Monday, November 09, 2009

Kohler Recording Session.

After many false starts and a little actual pre-production, drummer Geoff Clapp, bassist Rob Kohler and I finally managed to get together for our first recording session last Sunday night in the Tulane Recital Hall. The Hall has excellent acoustics (the band room is dampened all to hell and makes my horn sound dry and puny) and is a wonderful environment for recording and performing.



We'd actually looked at a number of tunes in the one rehearsal we'd had (three of Rob's, one of mine) but Rob dragged in after an extremely rough week and said, "hey man. Let's just play 'free,' alright?," then set up a 6/4 groove in C minor and we were off.

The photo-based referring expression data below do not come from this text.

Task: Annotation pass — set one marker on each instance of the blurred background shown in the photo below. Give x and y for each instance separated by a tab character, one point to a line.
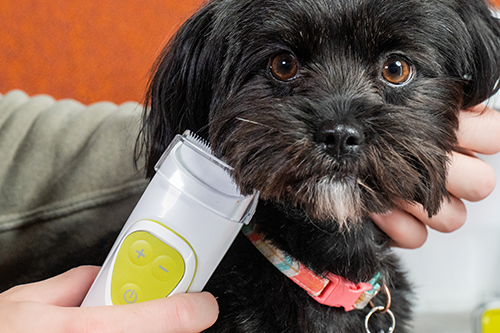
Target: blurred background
103	50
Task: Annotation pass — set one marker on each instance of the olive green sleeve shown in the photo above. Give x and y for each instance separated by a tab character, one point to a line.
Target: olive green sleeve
68	181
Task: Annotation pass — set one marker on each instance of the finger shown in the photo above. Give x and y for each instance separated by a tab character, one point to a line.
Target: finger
451	216
470	178
67	289
183	313
404	229
479	130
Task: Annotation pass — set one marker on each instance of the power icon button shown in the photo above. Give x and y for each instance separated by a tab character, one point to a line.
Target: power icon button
130	293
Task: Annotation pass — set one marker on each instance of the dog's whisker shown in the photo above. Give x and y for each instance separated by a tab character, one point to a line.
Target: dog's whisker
253	122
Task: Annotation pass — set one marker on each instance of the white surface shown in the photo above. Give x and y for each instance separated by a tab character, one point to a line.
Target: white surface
454	273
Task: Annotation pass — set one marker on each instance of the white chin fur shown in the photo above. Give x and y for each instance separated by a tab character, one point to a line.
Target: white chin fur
339	200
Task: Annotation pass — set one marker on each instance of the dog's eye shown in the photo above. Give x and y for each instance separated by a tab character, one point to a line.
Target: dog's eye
284	66
397	71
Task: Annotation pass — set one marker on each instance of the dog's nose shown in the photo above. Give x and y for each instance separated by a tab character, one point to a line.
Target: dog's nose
339	139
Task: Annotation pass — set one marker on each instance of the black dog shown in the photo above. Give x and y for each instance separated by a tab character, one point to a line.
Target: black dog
333	110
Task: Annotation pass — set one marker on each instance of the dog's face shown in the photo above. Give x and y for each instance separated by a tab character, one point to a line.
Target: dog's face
342	108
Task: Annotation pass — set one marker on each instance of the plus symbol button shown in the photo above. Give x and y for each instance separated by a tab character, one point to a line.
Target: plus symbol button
140	253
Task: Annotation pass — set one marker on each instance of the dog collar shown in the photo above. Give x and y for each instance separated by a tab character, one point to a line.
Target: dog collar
331	290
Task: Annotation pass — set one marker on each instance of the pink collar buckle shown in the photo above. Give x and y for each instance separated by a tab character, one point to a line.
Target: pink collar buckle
340	292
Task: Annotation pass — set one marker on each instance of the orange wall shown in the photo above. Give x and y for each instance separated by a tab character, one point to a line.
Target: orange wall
87	50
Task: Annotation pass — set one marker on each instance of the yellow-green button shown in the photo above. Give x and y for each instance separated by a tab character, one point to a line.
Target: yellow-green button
140	252
145	269
130	294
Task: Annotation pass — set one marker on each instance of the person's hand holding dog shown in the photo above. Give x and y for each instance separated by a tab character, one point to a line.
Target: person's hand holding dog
52	306
469	178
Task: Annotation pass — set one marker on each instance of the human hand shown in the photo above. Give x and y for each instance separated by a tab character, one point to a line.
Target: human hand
469	178
52	306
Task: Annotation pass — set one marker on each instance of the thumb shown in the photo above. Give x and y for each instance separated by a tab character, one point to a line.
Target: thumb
183	313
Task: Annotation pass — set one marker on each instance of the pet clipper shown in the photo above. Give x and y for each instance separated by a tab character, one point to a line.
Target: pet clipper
179	231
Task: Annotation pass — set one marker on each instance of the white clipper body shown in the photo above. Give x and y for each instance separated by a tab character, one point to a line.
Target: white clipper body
179	230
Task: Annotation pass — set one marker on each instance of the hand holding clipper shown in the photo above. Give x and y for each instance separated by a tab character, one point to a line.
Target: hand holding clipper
179	231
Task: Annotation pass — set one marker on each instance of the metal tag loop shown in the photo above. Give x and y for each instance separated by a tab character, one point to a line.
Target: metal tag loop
379	310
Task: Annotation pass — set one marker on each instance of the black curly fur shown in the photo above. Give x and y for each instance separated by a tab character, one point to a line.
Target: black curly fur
214	79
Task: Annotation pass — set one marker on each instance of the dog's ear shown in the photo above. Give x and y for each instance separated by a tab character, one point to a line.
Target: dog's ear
180	90
482	70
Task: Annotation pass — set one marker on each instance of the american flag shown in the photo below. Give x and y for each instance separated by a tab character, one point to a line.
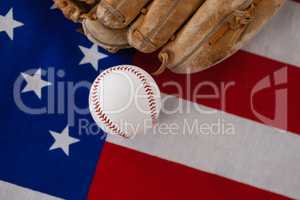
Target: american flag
50	148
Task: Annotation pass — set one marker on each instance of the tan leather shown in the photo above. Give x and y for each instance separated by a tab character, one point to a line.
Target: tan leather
118	14
195	49
154	28
192	34
110	39
76	10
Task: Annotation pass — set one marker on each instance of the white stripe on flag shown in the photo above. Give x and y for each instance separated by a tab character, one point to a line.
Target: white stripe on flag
256	154
280	39
13	192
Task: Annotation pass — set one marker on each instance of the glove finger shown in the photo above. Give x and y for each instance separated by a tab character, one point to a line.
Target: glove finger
75	9
216	31
110	39
118	14
153	29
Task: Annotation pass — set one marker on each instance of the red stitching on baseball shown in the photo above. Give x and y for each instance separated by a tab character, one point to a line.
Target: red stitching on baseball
97	106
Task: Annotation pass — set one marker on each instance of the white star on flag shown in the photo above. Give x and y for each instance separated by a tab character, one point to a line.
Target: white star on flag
8	24
62	140
35	83
91	56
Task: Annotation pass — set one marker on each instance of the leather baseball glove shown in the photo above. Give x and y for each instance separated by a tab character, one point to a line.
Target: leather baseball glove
192	35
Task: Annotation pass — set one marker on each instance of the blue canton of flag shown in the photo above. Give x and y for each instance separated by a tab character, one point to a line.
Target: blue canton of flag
47	142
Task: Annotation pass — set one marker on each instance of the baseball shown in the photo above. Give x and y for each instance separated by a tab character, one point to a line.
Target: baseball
125	100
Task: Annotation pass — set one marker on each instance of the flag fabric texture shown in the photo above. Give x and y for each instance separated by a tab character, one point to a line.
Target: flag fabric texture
233	129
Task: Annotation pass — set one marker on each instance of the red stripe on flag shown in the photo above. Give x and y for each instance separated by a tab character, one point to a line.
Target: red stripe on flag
129	175
245	71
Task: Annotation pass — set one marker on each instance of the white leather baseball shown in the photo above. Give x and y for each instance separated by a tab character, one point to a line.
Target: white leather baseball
125	100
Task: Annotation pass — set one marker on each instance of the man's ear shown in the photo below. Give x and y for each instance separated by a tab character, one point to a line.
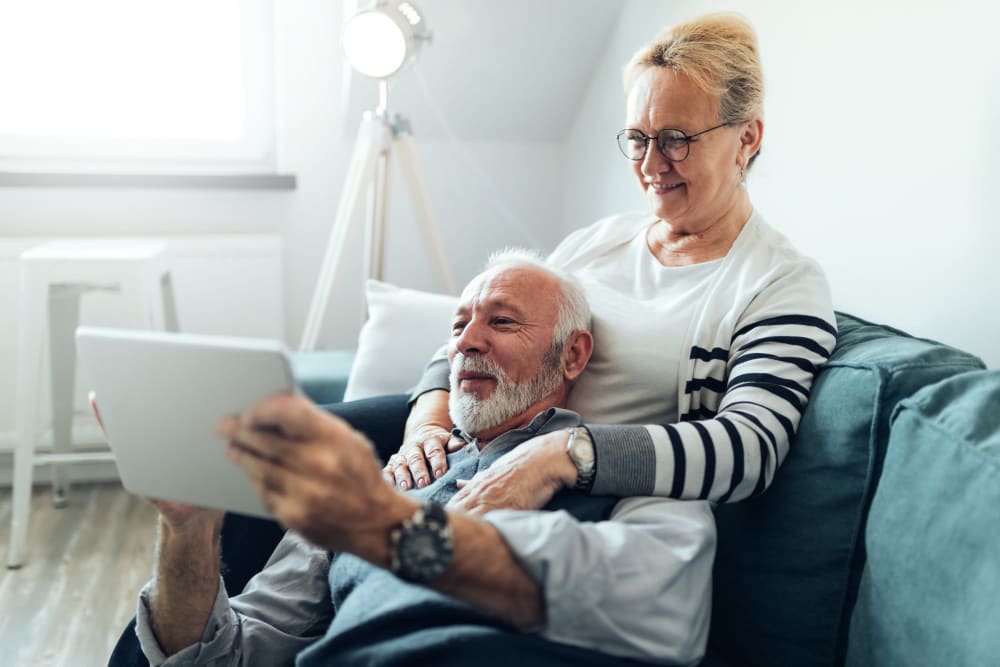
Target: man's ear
576	353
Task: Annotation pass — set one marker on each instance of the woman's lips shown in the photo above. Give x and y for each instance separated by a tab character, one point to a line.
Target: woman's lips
664	188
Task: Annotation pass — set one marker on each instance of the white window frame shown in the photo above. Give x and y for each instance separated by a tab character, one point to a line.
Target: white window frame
254	153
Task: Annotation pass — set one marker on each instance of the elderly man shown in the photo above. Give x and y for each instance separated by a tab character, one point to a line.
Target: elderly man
413	581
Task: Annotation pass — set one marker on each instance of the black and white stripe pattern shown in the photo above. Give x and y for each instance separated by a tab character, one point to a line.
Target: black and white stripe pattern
746	405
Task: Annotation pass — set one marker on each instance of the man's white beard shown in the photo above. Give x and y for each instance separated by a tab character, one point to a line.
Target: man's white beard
475	415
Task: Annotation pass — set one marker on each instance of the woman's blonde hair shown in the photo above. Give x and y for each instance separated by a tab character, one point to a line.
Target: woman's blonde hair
718	52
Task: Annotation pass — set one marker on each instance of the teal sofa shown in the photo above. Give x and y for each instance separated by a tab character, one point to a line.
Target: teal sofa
878	545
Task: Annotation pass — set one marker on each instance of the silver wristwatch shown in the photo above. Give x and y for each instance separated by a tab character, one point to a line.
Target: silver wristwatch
581	452
420	549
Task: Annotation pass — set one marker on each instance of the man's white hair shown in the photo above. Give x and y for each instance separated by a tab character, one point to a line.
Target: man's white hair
574	311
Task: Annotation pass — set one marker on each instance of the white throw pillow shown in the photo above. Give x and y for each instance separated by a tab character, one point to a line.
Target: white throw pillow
404	328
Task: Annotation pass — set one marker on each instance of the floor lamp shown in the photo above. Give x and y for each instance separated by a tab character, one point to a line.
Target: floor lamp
379	42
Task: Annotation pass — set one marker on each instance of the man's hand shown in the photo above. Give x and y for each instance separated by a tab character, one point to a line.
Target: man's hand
524	478
317	475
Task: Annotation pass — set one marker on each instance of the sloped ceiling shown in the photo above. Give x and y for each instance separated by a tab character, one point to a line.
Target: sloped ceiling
496	70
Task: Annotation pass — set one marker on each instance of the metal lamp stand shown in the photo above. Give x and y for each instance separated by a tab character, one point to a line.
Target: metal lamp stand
369	172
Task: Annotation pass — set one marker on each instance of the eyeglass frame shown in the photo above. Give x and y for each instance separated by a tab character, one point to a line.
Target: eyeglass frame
688	138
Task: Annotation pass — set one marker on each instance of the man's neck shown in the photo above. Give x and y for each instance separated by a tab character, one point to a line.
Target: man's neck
555	400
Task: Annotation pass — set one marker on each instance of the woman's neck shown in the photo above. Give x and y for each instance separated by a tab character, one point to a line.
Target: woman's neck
674	247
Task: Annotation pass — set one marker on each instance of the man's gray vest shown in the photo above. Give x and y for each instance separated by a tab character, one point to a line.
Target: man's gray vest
384	621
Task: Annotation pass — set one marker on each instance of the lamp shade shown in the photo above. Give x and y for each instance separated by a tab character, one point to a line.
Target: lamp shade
381	40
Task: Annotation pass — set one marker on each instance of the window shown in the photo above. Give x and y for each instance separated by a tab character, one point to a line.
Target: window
137	86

I've always had a kind of conflicted relationship with 'free' playing. In some circles I've been lumbered with a rep as someone contemptuous of the genre, but that's really not true. I've simply avoided (for the most part) playing it because I don't think I've got the chops. It's one thing to play reactively with others within the perameters of a set of chord changes, it's quite another another to put yourself in a space where the music can go absolutely anywhere at any time, and you have no choice but to deal with it. It takes great ears, great chops, and the ability to play pretty much anything you can hear to pull it off with style.

I don't lay claim to being 100% in any of those areas but that didn't stop me, (or the other cats) from having an absolute blast. Geoff Clapp was playing so hard at one point that the air whooshing out of the hole in his bass drum head was making my pant leg flap around ten feet away. The stuff we did had structure, varying moodscapes, historical referrences (to funk, 20th century classical, be-bop, and early jazz) and humor. In fact, at one point something we played struck me so funny I fell out of my chair laughing.

Next session we'll probably tackle some actual tunes, but this is a very good start.